Personal information
- Born: 24 May 1936 (age 90) Krotoszyn County, Poland

Chess career
- Country: Germany
- Title: International Master (1966)
- Peak rating: 2485 (July 1973)

= Heinz Liebert =

German chess player (born 1936)

Heinz Liebert (born 24 May 1936) is a German chess International Master (IM) (1966), Chess Olympiad individual medalist (1968), European Team Chess Championship team and individual medalist (1970).

==Biography==
Heinz Liebert eighteen times participated in East Germany Chess Championships, where he won 4 medals: 2 silver (1964, 1970) and 2 bronze (1971, 1977). In 1956, he won an international chess tournament in Ulaanbaatar. In 1966 Heinz Liebert shared second place with Levente Lengyel in Rubinstein Memorial behind only former World Champion Vasily Smyslov. In 1966, he was awarded the FIDE International Master (IM) title.

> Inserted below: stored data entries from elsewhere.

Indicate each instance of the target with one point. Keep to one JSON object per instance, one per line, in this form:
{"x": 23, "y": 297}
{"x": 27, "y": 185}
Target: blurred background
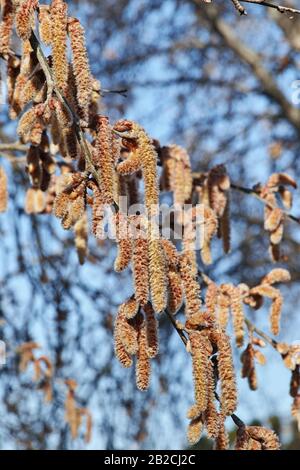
{"x": 223, "y": 86}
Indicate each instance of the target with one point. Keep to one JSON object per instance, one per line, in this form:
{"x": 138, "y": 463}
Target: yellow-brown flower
{"x": 80, "y": 63}
{"x": 59, "y": 43}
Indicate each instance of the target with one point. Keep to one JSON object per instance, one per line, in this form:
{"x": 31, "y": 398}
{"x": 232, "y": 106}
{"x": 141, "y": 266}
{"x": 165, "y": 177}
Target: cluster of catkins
{"x": 77, "y": 160}
{"x": 43, "y": 368}
{"x": 276, "y": 188}
{"x": 43, "y": 375}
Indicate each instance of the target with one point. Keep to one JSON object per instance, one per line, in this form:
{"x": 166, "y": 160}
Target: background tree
{"x": 200, "y": 76}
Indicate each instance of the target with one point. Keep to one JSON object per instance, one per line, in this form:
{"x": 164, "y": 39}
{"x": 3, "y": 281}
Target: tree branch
{"x": 279, "y": 8}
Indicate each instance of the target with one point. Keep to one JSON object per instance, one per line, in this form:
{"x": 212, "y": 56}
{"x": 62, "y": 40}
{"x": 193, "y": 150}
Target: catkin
{"x": 198, "y": 342}
{"x": 34, "y": 201}
{"x": 25, "y": 18}
{"x": 226, "y": 373}
{"x": 222, "y": 440}
{"x": 267, "y": 438}
{"x": 123, "y": 242}
{"x": 45, "y": 26}
{"x": 143, "y": 365}
{"x": 80, "y": 62}
{"x": 127, "y": 331}
{"x": 191, "y": 288}
{"x": 211, "y": 299}
{"x": 58, "y": 12}
{"x": 175, "y": 291}
{"x": 131, "y": 308}
{"x": 103, "y": 158}
{"x": 3, "y": 190}
{"x": 237, "y": 314}
{"x": 140, "y": 264}
{"x": 121, "y": 354}
{"x": 152, "y": 331}
{"x": 81, "y": 237}
{"x": 6, "y": 25}
{"x": 195, "y": 430}
{"x": 211, "y": 416}
{"x": 276, "y": 275}
{"x": 157, "y": 275}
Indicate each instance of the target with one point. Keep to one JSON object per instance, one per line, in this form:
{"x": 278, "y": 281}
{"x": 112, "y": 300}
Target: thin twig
{"x": 35, "y": 44}
{"x": 254, "y": 193}
{"x": 279, "y": 8}
{"x": 13, "y": 147}
{"x": 260, "y": 333}
{"x": 239, "y": 8}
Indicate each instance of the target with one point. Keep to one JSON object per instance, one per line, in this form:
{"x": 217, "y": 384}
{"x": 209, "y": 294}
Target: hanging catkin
{"x": 211, "y": 416}
{"x": 103, "y": 158}
{"x": 191, "y": 288}
{"x": 124, "y": 243}
{"x": 25, "y": 18}
{"x": 6, "y": 25}
{"x": 226, "y": 374}
{"x": 195, "y": 430}
{"x": 59, "y": 43}
{"x": 140, "y": 263}
{"x": 81, "y": 237}
{"x": 152, "y": 331}
{"x": 80, "y": 63}
{"x": 127, "y": 331}
{"x": 222, "y": 440}
{"x": 45, "y": 26}
{"x": 121, "y": 354}
{"x": 175, "y": 291}
{"x": 3, "y": 190}
{"x": 198, "y": 342}
{"x": 143, "y": 365}
{"x": 267, "y": 438}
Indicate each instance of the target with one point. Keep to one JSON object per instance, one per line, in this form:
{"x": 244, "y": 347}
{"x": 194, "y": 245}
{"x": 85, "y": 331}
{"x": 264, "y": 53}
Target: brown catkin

Heinz Liebert played for East Germany in the Chess Olympiads:
- In 1962, at second reserve board in the 15th Chess Olympiad in Varna (+3, =3, -2),
- In 1964, at third board in the 16th Chess Olympiad in Tel Aviv (+2, =3, -3),
- In 1966, at second reserve board in the 17th Chess Olympiad in Havana (+2, =2, -2),
- In 1968, at first reserve board in the 18th Chess Olympiad in Lugano (+6, =6, -0) and won individual bronze medal,
- In 1970, at third board in the 19th Chess Olympiad in Siegen (+5, =5, -3),
- In 1972, at fourth board in the 20th Chess Olympiad in Skopje (+3, =5, -3).

Heinz Liebert played for East Germany in the European Team Chess Championship:
- * In 1970, at fifth board in the 4th European Team Chess Championship in Kapfenberg (+4, =1, -2), and won team bronze medal and individual silver medal.

Heinz Liebert played for East Germany in the World Student Team Chess Championships:
- In 1956, at third board in the 3rd World Student Team Chess Championship in Uppsala (+4, =2, -1),
- In 1957, at third board in the 4th World Student Team Chess Championship in Reykjavík (+5, =4, -4) and won team bronze medal,
- In 1960, at first reserve board in the 7th World Student Team Chess Championship in Leningrad (+3, =3, -0).

Heinz Liebert was mathematician by education. He was married to a German chess player Ursula Liebert (1933-1998).